Blessed Carlo Acutis and the Internet
“When we face the sun, we get a tan,” said Blessed Carlo Acutis, “but when we stand before Jesus in the Eucharist, we become saints.”
I want to ask you all some personal questions.
Does your CD/DVD player still blink 12:00 after all these years? Have you ever downloaded a Windows update without dire consequences? Do you know how to find your calculator on your phone? Do you own a smartphone or did you inherit grandma’s clamshell model? Do you inexplicably lose TV channels off your preference list? Have you properly configured your home WiFi identifying it as ISDN, B-ISDN, DSL or ADSL? Do you know how to attach a photo to an email? Are you still using emails?
If you don’t, you might be an electronically-illiterate Luddite.
But you know who isn’t electronically illiterate? Twelve-year-olds.
I remember a bunch of hopeless and gormless Luddites on television in the 1980s complaining that technology was changing so quickly that they were concerned that children would have difficulty catching up. I was a child in the 80s and I assure you there are very few children anywhere in the world are terrified of electronic devices. Their natural curiosity makes them immune to fear and their rapt attention forces all electronic devices to giddily give up their secrets.
Such is the case of Blessed Carlo Acutis, an Italian teenager and computer whiz kid who’s just steps away from canonization. He also liked playing Mario Brothers, Halo and Pokémon.
I’m a big fan of St. Isadore of Seville. (560-636) He came to my attention in 1997 when he was put forth as the patron saint of the internet.

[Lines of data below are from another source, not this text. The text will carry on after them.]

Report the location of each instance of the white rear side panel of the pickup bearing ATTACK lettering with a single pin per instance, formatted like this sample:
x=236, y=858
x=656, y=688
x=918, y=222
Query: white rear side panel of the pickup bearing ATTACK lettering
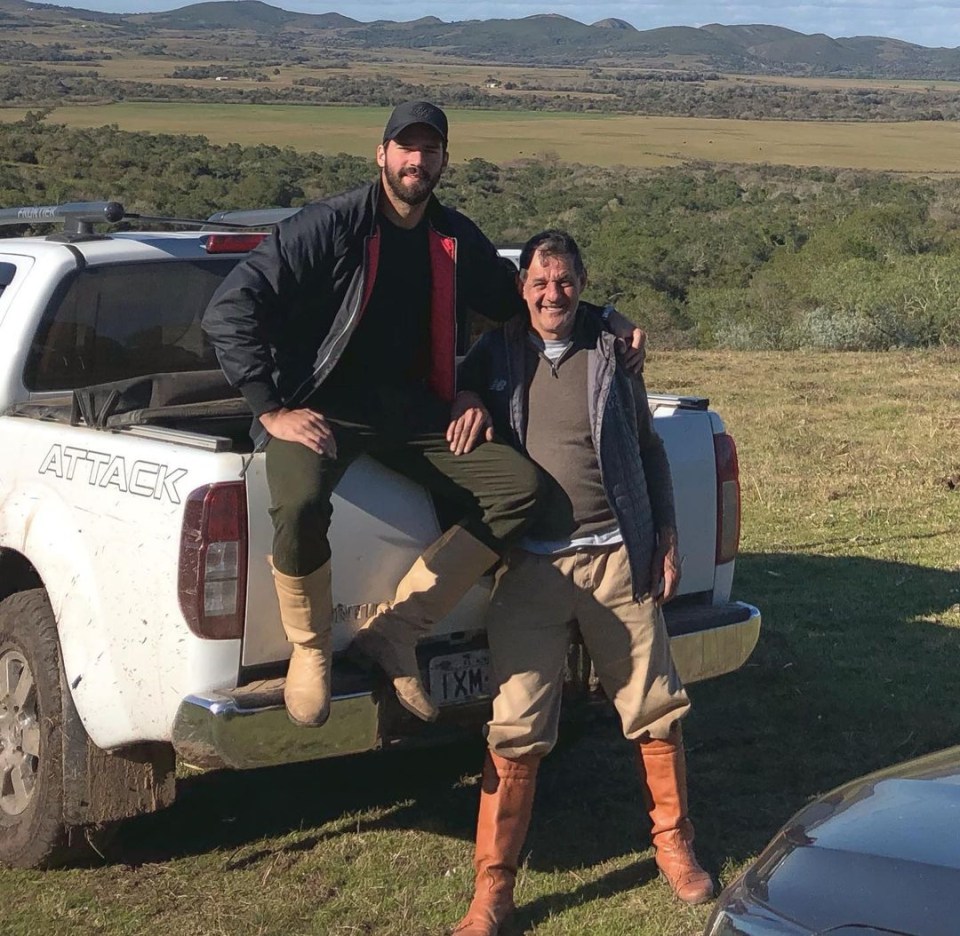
x=99, y=516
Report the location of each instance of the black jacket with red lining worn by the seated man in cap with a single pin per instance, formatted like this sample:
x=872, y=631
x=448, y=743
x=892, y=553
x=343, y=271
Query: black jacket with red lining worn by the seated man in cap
x=282, y=317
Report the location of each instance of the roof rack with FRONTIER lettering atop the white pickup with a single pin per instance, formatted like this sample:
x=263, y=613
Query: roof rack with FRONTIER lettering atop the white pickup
x=78, y=218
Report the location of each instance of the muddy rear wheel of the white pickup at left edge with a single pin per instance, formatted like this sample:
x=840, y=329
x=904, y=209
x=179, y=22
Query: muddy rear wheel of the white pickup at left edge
x=32, y=831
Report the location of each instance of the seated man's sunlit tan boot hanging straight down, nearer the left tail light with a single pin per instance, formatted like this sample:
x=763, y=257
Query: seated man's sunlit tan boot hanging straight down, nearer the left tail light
x=305, y=611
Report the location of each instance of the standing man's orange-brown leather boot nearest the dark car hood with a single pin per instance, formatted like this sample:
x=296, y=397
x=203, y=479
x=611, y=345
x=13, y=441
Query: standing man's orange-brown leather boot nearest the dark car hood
x=663, y=776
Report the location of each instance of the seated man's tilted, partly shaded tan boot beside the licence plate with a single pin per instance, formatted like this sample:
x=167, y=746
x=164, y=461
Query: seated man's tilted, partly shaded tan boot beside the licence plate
x=431, y=589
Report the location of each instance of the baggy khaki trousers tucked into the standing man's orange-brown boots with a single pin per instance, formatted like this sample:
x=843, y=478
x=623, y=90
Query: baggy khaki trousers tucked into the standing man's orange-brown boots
x=535, y=601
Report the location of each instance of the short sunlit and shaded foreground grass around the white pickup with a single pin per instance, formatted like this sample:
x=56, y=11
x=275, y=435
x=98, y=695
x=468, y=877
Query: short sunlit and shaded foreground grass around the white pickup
x=850, y=467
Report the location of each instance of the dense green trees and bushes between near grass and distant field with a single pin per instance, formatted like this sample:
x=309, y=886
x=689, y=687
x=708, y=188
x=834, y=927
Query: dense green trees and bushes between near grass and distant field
x=703, y=256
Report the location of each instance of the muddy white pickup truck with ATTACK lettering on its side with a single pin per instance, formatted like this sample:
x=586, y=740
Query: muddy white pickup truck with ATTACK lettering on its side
x=138, y=619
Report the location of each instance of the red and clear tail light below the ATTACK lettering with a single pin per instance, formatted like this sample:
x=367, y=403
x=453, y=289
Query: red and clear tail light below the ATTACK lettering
x=212, y=583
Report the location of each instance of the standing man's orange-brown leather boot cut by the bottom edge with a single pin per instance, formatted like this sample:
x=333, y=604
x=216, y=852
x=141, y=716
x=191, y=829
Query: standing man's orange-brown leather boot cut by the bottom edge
x=506, y=803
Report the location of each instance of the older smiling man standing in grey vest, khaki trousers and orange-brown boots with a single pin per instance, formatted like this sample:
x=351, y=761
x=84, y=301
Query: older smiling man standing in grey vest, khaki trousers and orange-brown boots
x=602, y=555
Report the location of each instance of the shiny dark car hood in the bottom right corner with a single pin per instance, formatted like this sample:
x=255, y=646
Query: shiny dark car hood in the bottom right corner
x=881, y=851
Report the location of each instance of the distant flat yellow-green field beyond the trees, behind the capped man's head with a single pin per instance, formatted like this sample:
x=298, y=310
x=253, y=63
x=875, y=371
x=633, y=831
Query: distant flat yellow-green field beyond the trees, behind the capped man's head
x=928, y=147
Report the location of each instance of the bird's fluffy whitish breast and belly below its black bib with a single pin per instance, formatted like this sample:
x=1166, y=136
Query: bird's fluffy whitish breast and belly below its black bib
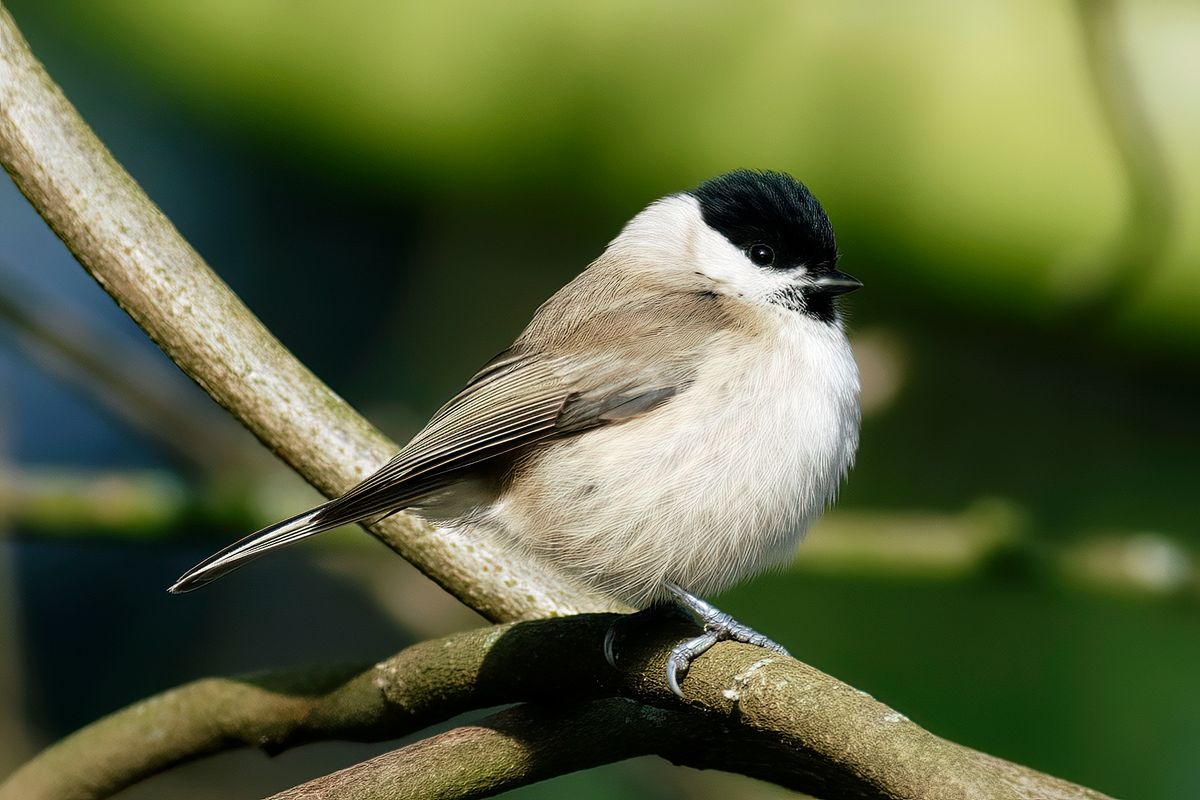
x=718, y=484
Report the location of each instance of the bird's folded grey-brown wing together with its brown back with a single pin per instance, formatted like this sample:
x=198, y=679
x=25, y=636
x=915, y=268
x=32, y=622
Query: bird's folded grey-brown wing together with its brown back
x=591, y=357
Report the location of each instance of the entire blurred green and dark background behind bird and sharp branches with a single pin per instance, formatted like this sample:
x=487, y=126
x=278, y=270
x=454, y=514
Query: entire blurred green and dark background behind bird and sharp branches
x=395, y=187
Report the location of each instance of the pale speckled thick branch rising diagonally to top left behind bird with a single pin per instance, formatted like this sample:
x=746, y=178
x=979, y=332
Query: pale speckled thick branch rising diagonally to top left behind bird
x=127, y=244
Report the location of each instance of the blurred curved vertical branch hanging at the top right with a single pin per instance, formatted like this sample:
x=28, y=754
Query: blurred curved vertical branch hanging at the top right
x=1141, y=245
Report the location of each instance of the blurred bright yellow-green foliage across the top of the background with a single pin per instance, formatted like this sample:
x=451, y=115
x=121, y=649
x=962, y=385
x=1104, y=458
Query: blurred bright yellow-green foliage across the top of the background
x=965, y=137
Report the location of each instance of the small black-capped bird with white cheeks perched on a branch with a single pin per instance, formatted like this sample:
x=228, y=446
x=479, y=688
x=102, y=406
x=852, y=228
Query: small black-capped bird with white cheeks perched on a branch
x=669, y=424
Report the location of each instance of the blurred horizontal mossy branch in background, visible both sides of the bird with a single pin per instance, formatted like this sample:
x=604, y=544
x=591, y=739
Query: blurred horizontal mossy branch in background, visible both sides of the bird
x=920, y=546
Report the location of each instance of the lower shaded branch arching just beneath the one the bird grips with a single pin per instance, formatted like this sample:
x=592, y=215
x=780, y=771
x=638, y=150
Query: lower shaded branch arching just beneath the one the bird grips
x=536, y=743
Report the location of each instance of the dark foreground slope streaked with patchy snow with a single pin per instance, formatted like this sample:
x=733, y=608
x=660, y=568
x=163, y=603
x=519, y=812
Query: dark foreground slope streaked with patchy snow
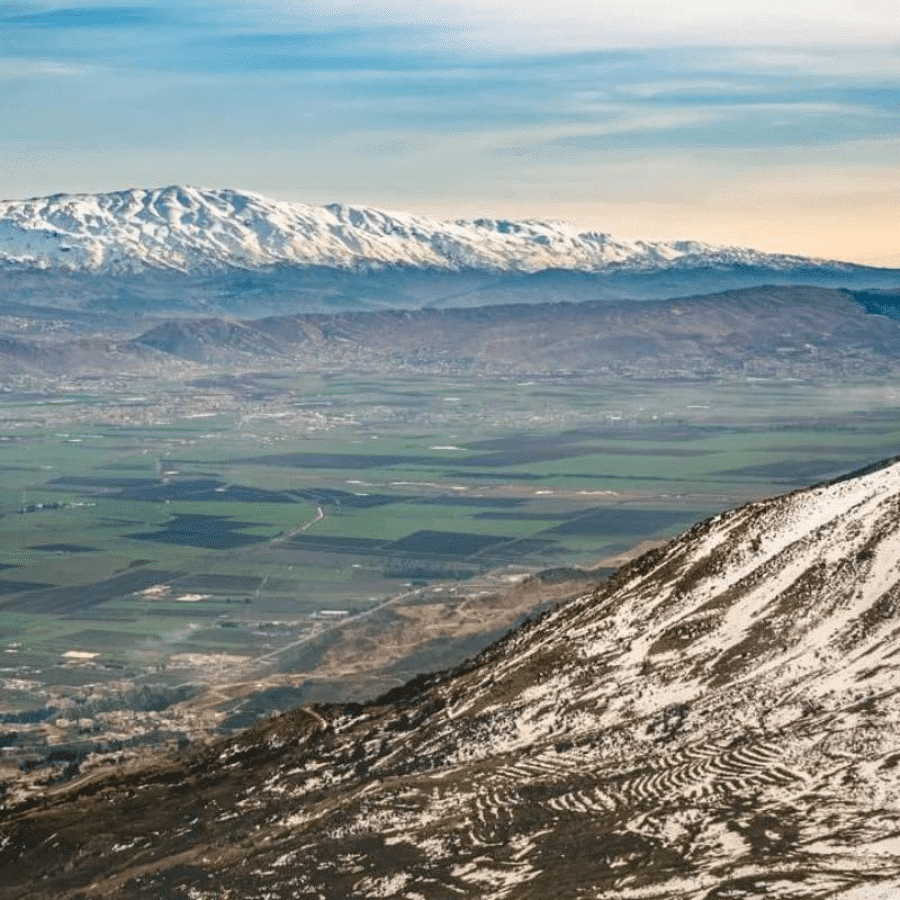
x=719, y=720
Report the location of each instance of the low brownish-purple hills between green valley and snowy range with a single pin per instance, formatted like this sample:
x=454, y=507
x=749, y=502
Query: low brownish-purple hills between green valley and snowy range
x=758, y=332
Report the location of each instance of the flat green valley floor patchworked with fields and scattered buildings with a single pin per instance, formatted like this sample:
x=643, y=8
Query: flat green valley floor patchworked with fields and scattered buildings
x=166, y=538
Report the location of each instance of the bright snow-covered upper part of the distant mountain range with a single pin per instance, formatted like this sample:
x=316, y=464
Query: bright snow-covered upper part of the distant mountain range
x=188, y=229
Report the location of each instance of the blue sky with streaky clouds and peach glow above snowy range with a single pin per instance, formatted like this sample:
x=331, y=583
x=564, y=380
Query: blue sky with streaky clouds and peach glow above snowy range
x=737, y=122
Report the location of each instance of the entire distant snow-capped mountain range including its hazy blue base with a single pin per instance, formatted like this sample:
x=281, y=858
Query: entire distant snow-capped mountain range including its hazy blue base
x=223, y=250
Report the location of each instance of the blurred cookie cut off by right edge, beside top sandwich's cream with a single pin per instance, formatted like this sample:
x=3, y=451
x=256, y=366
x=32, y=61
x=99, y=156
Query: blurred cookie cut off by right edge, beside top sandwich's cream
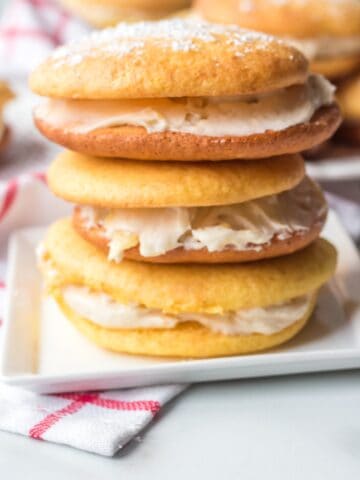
x=349, y=99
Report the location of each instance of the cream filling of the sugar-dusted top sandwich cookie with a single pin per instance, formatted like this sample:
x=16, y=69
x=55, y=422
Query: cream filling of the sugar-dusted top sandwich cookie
x=209, y=116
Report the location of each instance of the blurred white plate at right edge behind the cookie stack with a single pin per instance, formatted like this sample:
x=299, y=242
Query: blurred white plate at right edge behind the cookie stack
x=333, y=169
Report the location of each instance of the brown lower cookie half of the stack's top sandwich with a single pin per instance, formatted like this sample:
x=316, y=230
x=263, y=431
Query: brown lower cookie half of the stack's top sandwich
x=134, y=142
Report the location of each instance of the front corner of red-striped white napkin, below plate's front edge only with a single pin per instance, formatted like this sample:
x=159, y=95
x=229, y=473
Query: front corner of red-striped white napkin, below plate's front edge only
x=98, y=422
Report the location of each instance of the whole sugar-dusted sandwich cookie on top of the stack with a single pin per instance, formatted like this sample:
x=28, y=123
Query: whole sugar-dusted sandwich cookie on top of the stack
x=182, y=90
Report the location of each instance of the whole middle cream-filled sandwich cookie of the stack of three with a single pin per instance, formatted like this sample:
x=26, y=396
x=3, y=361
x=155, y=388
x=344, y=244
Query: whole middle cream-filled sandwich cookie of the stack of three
x=193, y=213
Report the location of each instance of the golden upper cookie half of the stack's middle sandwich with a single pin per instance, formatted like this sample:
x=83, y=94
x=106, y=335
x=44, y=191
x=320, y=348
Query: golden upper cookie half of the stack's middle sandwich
x=112, y=183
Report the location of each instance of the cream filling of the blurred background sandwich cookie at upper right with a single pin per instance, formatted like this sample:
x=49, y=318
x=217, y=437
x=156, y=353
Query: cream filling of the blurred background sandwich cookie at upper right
x=323, y=48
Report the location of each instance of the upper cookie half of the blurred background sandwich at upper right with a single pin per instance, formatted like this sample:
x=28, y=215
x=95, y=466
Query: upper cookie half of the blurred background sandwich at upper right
x=295, y=18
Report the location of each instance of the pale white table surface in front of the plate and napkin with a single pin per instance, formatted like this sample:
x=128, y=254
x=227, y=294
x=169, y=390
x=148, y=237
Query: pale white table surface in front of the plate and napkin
x=291, y=428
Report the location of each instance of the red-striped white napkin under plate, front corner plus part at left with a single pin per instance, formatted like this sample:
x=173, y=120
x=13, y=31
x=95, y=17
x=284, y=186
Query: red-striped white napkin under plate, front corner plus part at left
x=100, y=422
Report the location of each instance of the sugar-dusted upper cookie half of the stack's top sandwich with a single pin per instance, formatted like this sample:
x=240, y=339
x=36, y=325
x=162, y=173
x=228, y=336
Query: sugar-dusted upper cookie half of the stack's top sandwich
x=172, y=58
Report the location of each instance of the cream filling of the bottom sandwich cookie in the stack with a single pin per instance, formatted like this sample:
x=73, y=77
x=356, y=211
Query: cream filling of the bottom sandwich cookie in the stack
x=102, y=310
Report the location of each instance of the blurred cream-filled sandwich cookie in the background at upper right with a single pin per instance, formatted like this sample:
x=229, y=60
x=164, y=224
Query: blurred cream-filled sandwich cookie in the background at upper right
x=327, y=31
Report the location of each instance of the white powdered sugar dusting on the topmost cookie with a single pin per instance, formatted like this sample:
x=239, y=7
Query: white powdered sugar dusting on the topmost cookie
x=176, y=34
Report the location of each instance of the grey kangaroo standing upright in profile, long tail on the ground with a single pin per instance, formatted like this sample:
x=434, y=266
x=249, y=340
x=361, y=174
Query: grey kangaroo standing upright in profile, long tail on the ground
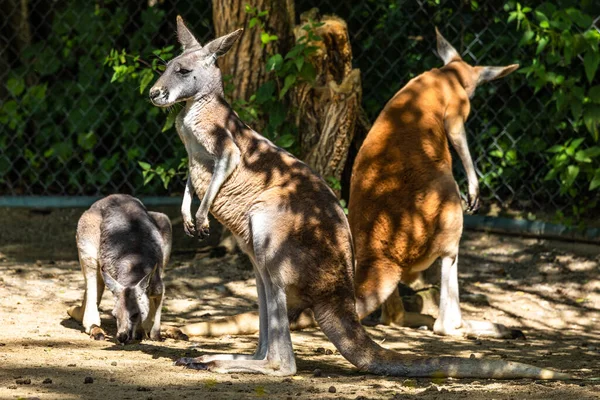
x=289, y=223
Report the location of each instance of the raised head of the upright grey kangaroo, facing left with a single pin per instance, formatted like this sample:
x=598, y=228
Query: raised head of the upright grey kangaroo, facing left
x=194, y=73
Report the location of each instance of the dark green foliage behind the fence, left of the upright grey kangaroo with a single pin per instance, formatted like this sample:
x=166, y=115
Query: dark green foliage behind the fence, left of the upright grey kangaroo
x=69, y=130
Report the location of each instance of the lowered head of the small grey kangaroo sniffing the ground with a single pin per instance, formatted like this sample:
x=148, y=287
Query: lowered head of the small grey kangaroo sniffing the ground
x=132, y=305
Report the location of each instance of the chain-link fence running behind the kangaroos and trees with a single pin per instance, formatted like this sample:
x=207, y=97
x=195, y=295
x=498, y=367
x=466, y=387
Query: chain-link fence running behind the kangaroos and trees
x=68, y=130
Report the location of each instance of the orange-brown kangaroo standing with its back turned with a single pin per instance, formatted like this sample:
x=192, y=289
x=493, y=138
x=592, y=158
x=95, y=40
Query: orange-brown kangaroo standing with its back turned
x=405, y=209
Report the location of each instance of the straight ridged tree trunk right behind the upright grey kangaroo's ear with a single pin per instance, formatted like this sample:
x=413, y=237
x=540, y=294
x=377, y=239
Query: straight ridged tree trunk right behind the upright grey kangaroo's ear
x=246, y=61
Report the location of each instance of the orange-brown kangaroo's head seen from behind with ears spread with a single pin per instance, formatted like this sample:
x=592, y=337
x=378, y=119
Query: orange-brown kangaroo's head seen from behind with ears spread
x=471, y=76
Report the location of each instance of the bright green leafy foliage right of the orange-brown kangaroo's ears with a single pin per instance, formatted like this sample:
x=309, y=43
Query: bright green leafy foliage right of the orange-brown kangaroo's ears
x=564, y=49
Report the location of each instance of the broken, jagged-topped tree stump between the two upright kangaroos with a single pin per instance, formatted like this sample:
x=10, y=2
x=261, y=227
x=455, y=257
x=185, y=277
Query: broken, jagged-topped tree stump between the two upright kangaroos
x=328, y=111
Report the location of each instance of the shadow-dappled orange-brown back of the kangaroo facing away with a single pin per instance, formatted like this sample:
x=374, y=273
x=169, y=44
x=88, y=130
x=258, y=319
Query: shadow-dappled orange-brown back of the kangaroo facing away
x=402, y=176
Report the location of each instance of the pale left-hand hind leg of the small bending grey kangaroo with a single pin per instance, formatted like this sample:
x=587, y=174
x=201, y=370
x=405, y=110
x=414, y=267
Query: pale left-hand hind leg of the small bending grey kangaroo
x=88, y=245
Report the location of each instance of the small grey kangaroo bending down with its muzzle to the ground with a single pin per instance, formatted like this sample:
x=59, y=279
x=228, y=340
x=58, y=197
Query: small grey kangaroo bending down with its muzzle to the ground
x=125, y=247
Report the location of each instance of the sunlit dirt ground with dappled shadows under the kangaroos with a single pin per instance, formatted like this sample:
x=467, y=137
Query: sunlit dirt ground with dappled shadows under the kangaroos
x=549, y=289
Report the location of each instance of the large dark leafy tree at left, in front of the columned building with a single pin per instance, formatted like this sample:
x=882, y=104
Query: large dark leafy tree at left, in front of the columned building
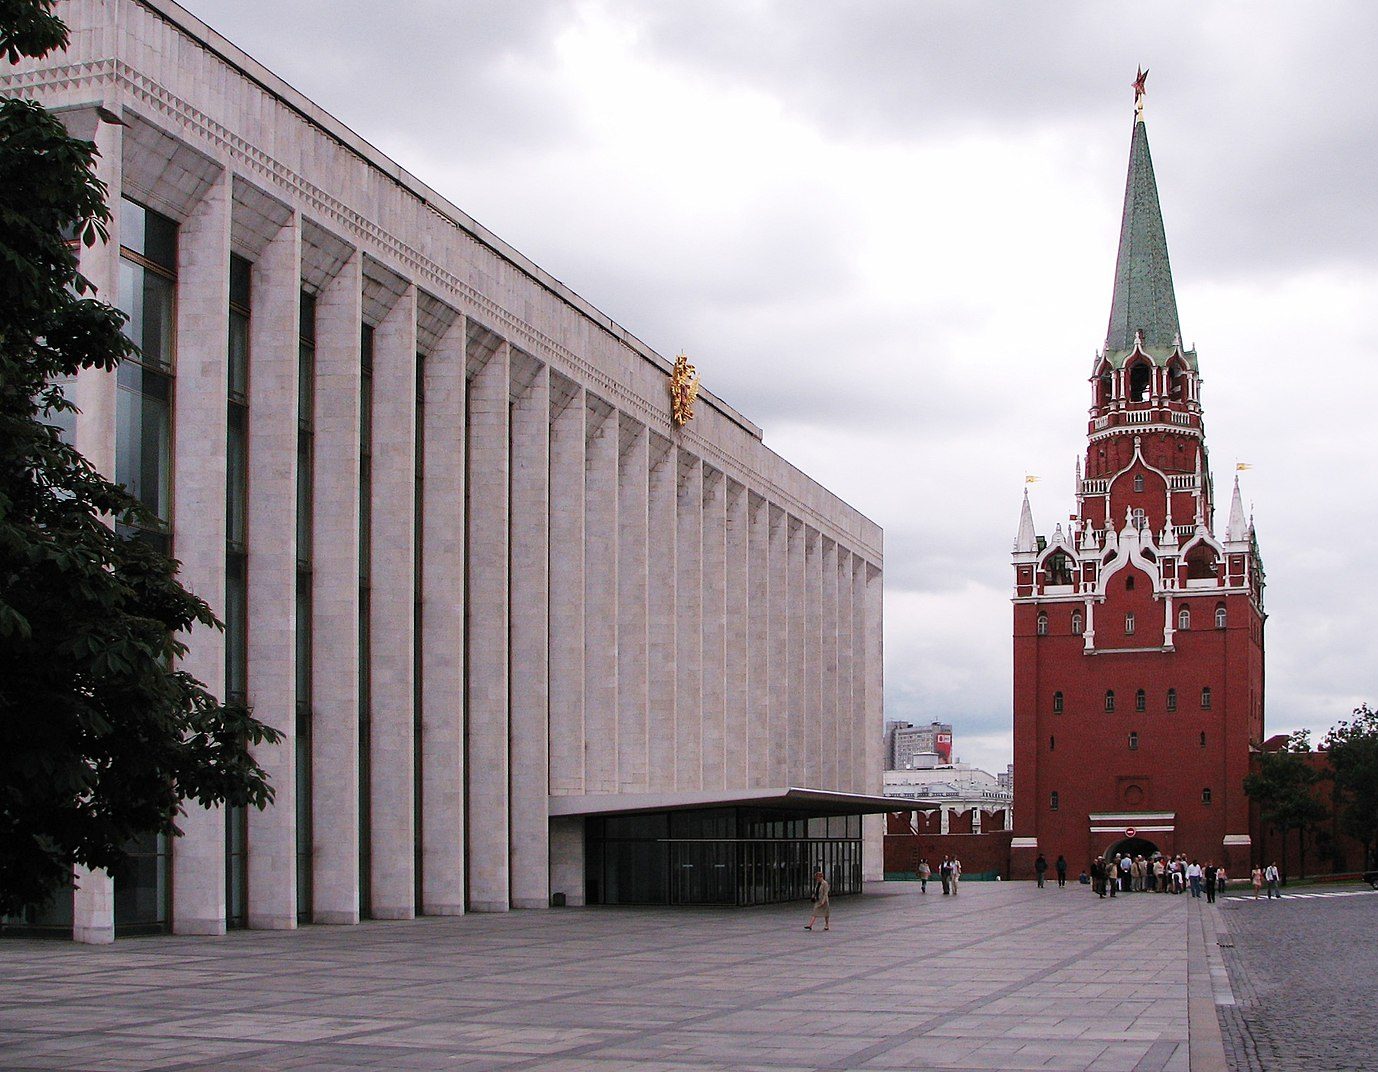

He was chosen not because of his electronic acumen, because he was born 700 years before Blessed Ramon Llull even conceptualized the first analog computer. Rather, St. Isadore was a polymath — he studied and mastered all available scientific, theological, historical and artistic knowledge and even wrote a 20-volume encyclopedia entitled Etymologia (Latin for the “study of origins”). His encyclopedia was used as the standard textbooks in universities and seminaries for an entire millennium. That’s some pretty good chops for being made the patron of the internet.
However, with the beatification of the first millennial, computer brainiac, we now at least have an additional co-patron of the Internet.
Born in 1991, Carlo died of M3 fulminant leukemia on Oct. 12, 2006, at the age of 15.
In his homily for Carlo’s beatification, Agostino Cardinal Vallini — the pontifical legate for the Basilica of St. Francis — said of the boy saint/genius, “Since he was a child … he had his gaze turned to Jesus. Love for the Eucharist was the foundation that kept alive his relationship with God. He often said, “The Eucharist is my highway to Heaven.”
Carlo was best known for documenting Eucharistic miracles around the world and cataloguing them all onto his website. He started the project in 2002 when he was 11 years old. He completed it in 2005, a year before he died.
When he was diagnosed with cancer, Carlo offered his pains to Christ saying, “I offer all the suffering I will have to undergo for the Lord, for the Pope and the Church.”
In his homily, Cardinal Vallini, said Carlo wanted to “reach as many people as possible and help them know the beauty of friendship with the Lord … his ardent desire was also that of attracting as many people to Jesus, making himself herald of the Gospel above all with the example of life.”
“Carlo felt a strong need to help people discover that God is close to us and that it is beautiful to be with him to enjoy his friendship and his grace,” said Vallini. “He was an ordinary boy, simple, spontaneous, likeable … he loved nature and animals, he played [soccer], he had many friends [his own] age, he was attracted by modern means of social communication, passionate about computer science and, self-taught, he built websites to transmit the Gospel, [and] to communicate values and beauty,” he continued.
So, remember when the next time you lose PowerPoint presentation or when you really believe the computer “hates you,” or if you can’t understand why your granddaughter is so obsessed with Pokémon cards, or you’re trying to figure out a nice way to stop your son from begging for the newest first-person shooter video game that comes with a parental warning or if you’ve forgotten the password for the parental controls on the internet and you’re too embarrassed to ask your kids, or when the computer catches a virus and has destroyed all the research you’ve done on one thing or another, you can always ask Carlo to help you. He’s on duty 24/7 and he doesn’t charge like those nerds in the local box store’s Geek Squad who always look at you condescendingly just because you forgot to plug the infernal machine into the outlet. Just tell those uppity know-it-alls to go pound sand because you’ve got someone who loves you watching over you and your family’s use of the internet.
Hey! I got an idea! Let’s the petition the Vatican to make Carlo the patron of Luddites and the computer ignoranti and all the technophobes in our lives. (“Oh, no! I don’t want to touch the office computer! I’m sure it will explode or something!”)
And if you’re losing against internet opponents in some online game, why not offer a pray to Blessed Carlo? He, of all people, would best understand what you’re going through. And, as long as we’re at it, let’s make Carlo the patron of intolerant internet trolls and those addicted to social media. After all, someone has to pray for them.